De Wet toekomst pensioenen moet gaan zorgen voor een duurzaam en houdbaar pensioenstelsel met behoud van het goede van het oude stelsel (solidariteit en het met elkaar delen van risico’s).
Het pensioenakkoord op hoofdlijnen:
- AOW leeftijd stijgt minder snel
- Op pensioendatum kunnen gepensioneerden straks maximaal 10% van het door hun opgebouwde pensioen opnemen
- De pensioenregeling wordt een premieregeling met een fiscaal gemaximeerde pensioenpremie. Dat is een regeling waarbij er geen afspraken worden gemaakt over de uitkering tijdens het pensioen, maar over het geld dat werkgevers en evt. werknemers betalen en daarmee inleggen voor het pensioen.
- Pensioen gaat meebewegen met de economie. Hierdoor kan het verwachte pensioen ieder jaar omhoog of omlaag gaan. De pensioenuitkering van gepensioneerden gaat zo min mogelijk schommelen.
Lees hier meer over belangrijke veranderingen
De AOW-leeftijd stijgt minder snel
Onderdeel van dit pensioenakkoord is dat de AOW-leeftijd minder snel zal stijgen. De AOW-leeftijd stijgt mee met de gemiddelde levensverwachting. Maar niet even snel.

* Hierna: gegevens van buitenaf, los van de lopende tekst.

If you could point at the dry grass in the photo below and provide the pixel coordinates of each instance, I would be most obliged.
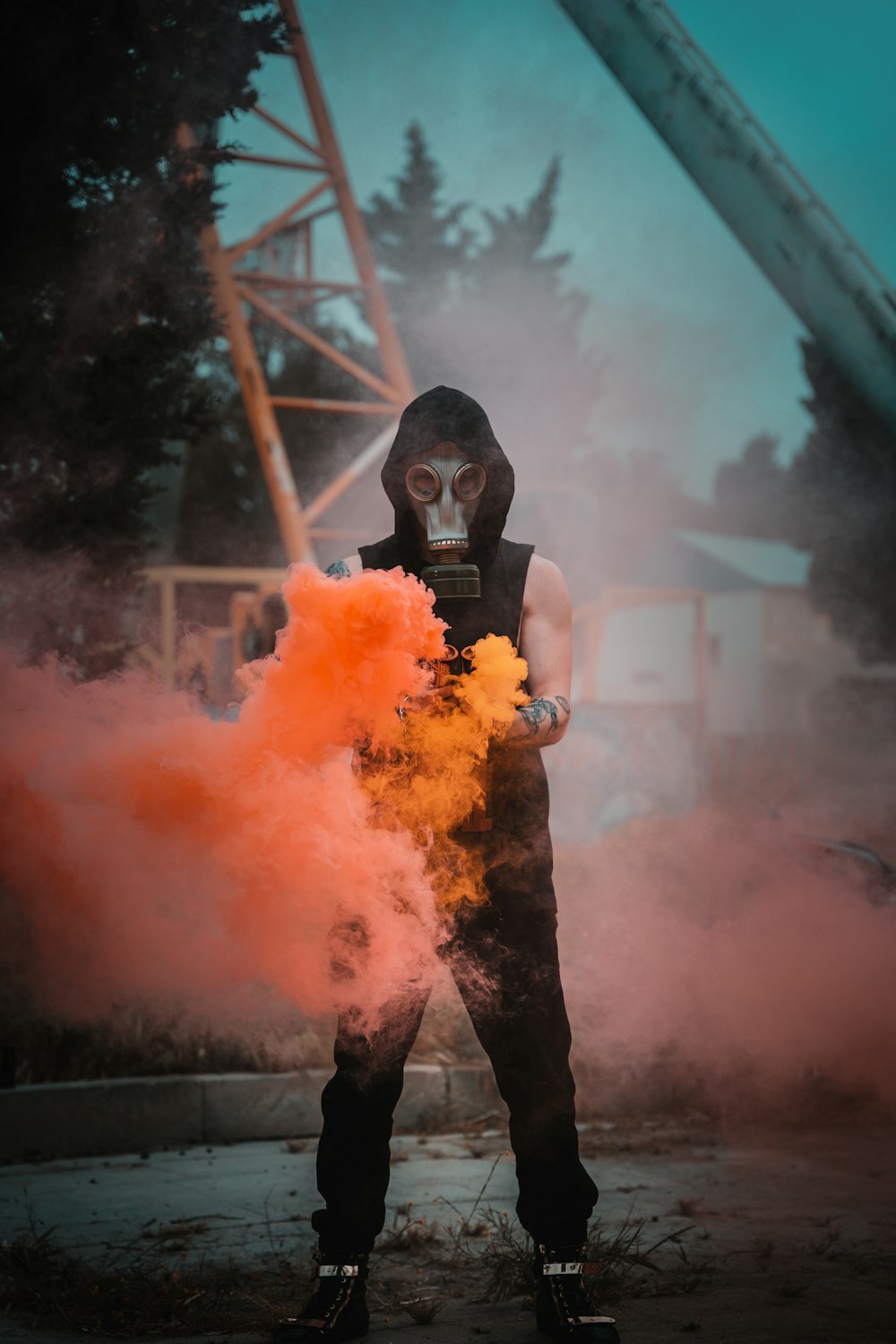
(140, 1293)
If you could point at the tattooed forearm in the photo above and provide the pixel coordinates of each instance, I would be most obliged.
(535, 712)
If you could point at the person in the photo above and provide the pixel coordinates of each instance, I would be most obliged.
(450, 486)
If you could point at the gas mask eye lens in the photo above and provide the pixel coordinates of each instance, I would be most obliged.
(469, 481)
(424, 483)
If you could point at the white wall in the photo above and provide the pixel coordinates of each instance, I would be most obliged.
(648, 655)
(735, 658)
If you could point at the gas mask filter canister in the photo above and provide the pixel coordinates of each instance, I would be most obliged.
(444, 491)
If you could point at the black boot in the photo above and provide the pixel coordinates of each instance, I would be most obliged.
(563, 1306)
(336, 1311)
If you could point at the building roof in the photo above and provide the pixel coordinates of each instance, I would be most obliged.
(716, 564)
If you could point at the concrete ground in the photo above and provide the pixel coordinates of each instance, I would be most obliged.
(777, 1236)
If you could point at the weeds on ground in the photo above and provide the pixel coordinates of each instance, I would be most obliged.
(497, 1253)
(139, 1295)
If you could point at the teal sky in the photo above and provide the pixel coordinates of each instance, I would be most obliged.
(700, 351)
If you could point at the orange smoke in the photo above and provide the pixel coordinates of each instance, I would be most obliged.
(156, 855)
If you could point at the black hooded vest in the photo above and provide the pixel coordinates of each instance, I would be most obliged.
(517, 849)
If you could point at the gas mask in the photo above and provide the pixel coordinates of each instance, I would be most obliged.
(444, 488)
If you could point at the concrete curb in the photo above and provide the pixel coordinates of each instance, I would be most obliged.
(134, 1115)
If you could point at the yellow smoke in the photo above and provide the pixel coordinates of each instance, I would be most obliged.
(433, 773)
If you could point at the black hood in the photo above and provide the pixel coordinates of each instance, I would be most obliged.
(444, 414)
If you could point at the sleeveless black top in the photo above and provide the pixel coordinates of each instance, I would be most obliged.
(517, 849)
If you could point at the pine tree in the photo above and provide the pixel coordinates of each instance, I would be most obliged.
(845, 483)
(753, 495)
(105, 300)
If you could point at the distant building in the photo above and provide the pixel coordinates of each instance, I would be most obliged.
(766, 652)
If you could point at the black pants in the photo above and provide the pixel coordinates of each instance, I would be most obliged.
(504, 960)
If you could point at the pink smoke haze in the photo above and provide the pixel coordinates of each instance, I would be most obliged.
(710, 951)
(155, 855)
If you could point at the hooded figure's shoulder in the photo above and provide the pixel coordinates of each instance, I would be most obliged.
(546, 588)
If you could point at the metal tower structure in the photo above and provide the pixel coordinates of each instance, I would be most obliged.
(804, 250)
(273, 273)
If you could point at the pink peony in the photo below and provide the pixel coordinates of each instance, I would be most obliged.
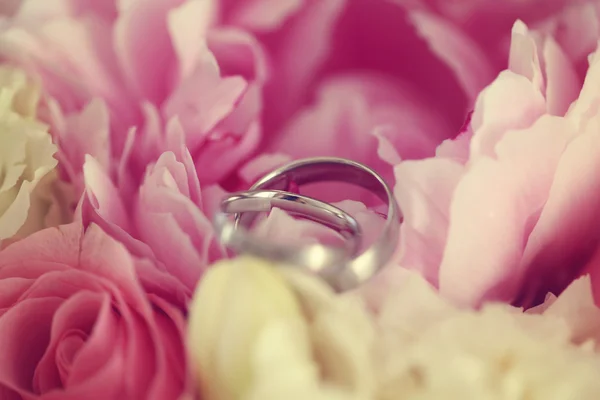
(76, 324)
(94, 57)
(508, 210)
(366, 80)
(140, 127)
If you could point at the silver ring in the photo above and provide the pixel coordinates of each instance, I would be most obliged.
(320, 259)
(361, 268)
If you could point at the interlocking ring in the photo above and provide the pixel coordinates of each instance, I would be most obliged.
(341, 268)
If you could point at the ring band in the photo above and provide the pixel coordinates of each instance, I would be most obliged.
(321, 259)
(328, 169)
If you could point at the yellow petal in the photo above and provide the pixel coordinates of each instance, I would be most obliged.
(233, 304)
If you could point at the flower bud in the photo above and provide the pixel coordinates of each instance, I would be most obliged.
(233, 305)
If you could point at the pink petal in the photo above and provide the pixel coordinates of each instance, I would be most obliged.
(567, 224)
(47, 250)
(145, 74)
(103, 195)
(261, 165)
(493, 210)
(262, 15)
(78, 313)
(524, 58)
(472, 68)
(562, 82)
(200, 114)
(24, 336)
(167, 218)
(223, 152)
(510, 102)
(424, 191)
(188, 26)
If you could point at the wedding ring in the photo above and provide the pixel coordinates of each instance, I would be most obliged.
(341, 273)
(321, 259)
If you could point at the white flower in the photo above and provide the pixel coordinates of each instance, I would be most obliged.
(430, 350)
(260, 332)
(26, 158)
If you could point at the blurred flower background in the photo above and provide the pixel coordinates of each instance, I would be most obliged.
(128, 120)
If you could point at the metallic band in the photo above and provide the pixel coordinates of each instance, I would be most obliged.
(342, 273)
(318, 258)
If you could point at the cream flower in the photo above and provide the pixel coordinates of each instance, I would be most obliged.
(262, 332)
(30, 198)
(259, 332)
(430, 350)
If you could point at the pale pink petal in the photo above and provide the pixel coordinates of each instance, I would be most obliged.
(576, 29)
(424, 192)
(188, 26)
(566, 233)
(200, 114)
(223, 152)
(167, 219)
(104, 195)
(262, 165)
(472, 68)
(261, 15)
(576, 305)
(510, 102)
(85, 133)
(562, 87)
(143, 70)
(494, 207)
(524, 58)
(32, 10)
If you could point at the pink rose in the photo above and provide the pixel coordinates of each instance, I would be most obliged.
(140, 128)
(76, 324)
(508, 210)
(93, 58)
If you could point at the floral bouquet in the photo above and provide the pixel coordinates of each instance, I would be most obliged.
(124, 123)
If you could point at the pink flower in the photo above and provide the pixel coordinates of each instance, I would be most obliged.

Onderstaande tabel geeft de nieuwe AOW leeftijden aan:
Jaar |
AOW leeftijd akkoord |
2019 |
66 jaar en 4 maanden |
2020 |
66 jaar en 4 maanden |
2021 |
66 jaar en 4 maanden |
2022 |
66 jaar en 7 maanden |
2023 |
66 jaar en 10 maanden |
2024 |
67 jaar |
2025 |
67 jaar |
Vanaf 2025 stijgt de AOW-leeftijd niet met 1 jaar, per jaar dat we langer leven, maar met 8 maanden. Ben je benieuwd wanneer je AOW ontvangt? Kijk dan op de website van de Sociale Verzekeringsbank: SVB.nl.

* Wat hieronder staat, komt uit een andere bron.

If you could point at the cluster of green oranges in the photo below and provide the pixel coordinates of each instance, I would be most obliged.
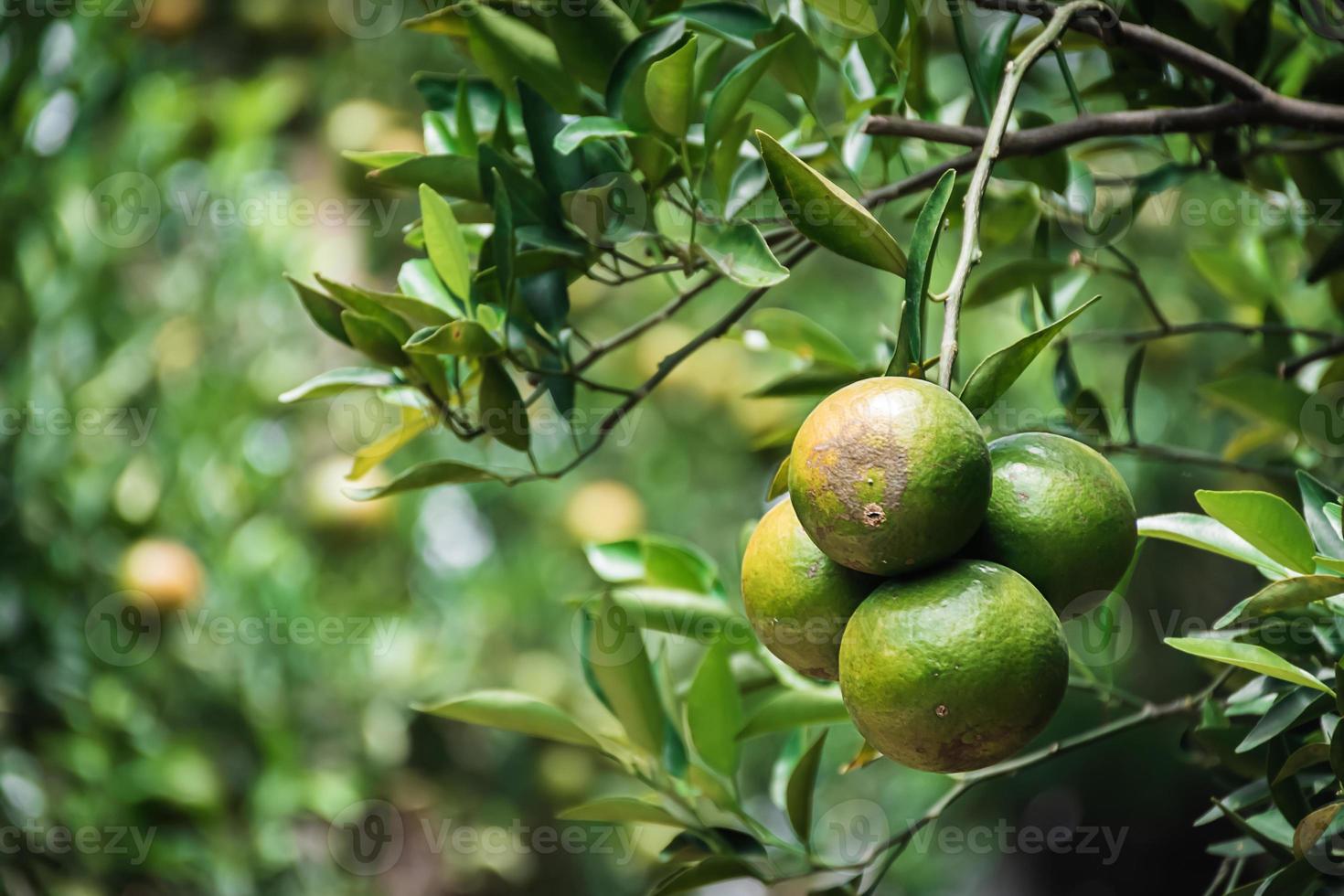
(926, 570)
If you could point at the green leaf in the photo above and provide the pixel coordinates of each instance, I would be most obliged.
(1310, 827)
(618, 664)
(858, 19)
(714, 710)
(339, 380)
(512, 710)
(591, 35)
(507, 48)
(731, 20)
(453, 176)
(1289, 594)
(729, 97)
(797, 68)
(800, 335)
(1247, 656)
(780, 484)
(740, 252)
(1316, 496)
(1133, 371)
(794, 709)
(1280, 718)
(1304, 756)
(675, 612)
(1266, 521)
(428, 475)
(1011, 277)
(323, 309)
(445, 245)
(828, 215)
(923, 246)
(992, 378)
(1203, 532)
(371, 338)
(502, 410)
(581, 131)
(623, 809)
(465, 338)
(803, 784)
(669, 89)
(1261, 398)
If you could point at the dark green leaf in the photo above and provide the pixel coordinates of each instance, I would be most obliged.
(1266, 521)
(325, 311)
(1247, 656)
(453, 176)
(372, 340)
(803, 782)
(923, 246)
(502, 410)
(714, 710)
(828, 215)
(741, 254)
(728, 98)
(992, 378)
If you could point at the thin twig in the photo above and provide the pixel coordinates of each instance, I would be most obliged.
(1014, 74)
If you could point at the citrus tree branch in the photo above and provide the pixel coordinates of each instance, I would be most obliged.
(1015, 71)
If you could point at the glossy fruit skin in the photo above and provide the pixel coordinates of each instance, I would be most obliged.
(890, 475)
(955, 669)
(1060, 515)
(797, 598)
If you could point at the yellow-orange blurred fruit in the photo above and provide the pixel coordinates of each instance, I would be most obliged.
(167, 572)
(603, 511)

De pensioenplanner is aangepast aan deze nieuwe AOW leeftijden.
Iedereen krijgt een 'premieregeling'
In de huidige middelloonregeling is de hoogte van de pensioenuitkering het uitgangspunt. In het nieuwe pensioenstelsel komen er 2 mogelijke nieuwe pensioenregelingen. In beide regelingen is de ingelegde premie het uitgangspunt in plaats van de hoogte van de pensioenuitkering. Je bouwt een persoonlijk pensioenkapitaal op. Zo wordt duidelijker wat je aan premie inlegt en wat je daarmee aan kapitaal opbouwt.
De solidaire premieregeling: voorheen bekend als ‘het nieuwe pensioencontract’
De deelnemer bouwt een persoonlijk pensioenkapitaal op met de voor hem betaalde premies en de beleggingsresultaten. De premie wordt namelijk samen met de pensioenpremie van de andere deelnemers belegd. Er is sprake van één beleggingsbeleid voor zowel actieve deelnemers, gewezen deelnemers als pensioengerechtigden. De deelnemer kan in deze regeling géén risicoprofiel kiezen en er zal een risicoprofiel bepaald worden voor alle deelnemers samen.
Met de nieuwe pensioenregeling maakt ook de solidariteitsreserve zijn entree. Deze reserve is verplicht bij deze regeling en is een collectief spaarpotje voor slechtere tijden en dekt risico’s af. Bijvoorbeeld het langleven risico wordt met elkaar gedeeld. De reserve kan ook een daling van het pensioenvermogen (gedeeltelijk) opvangen. Het pensioenfonds bepaalt vooraf de verdeelsleutels. Daarnaast kunnen de beleggingsrisico’s over de tijd gespreid worden.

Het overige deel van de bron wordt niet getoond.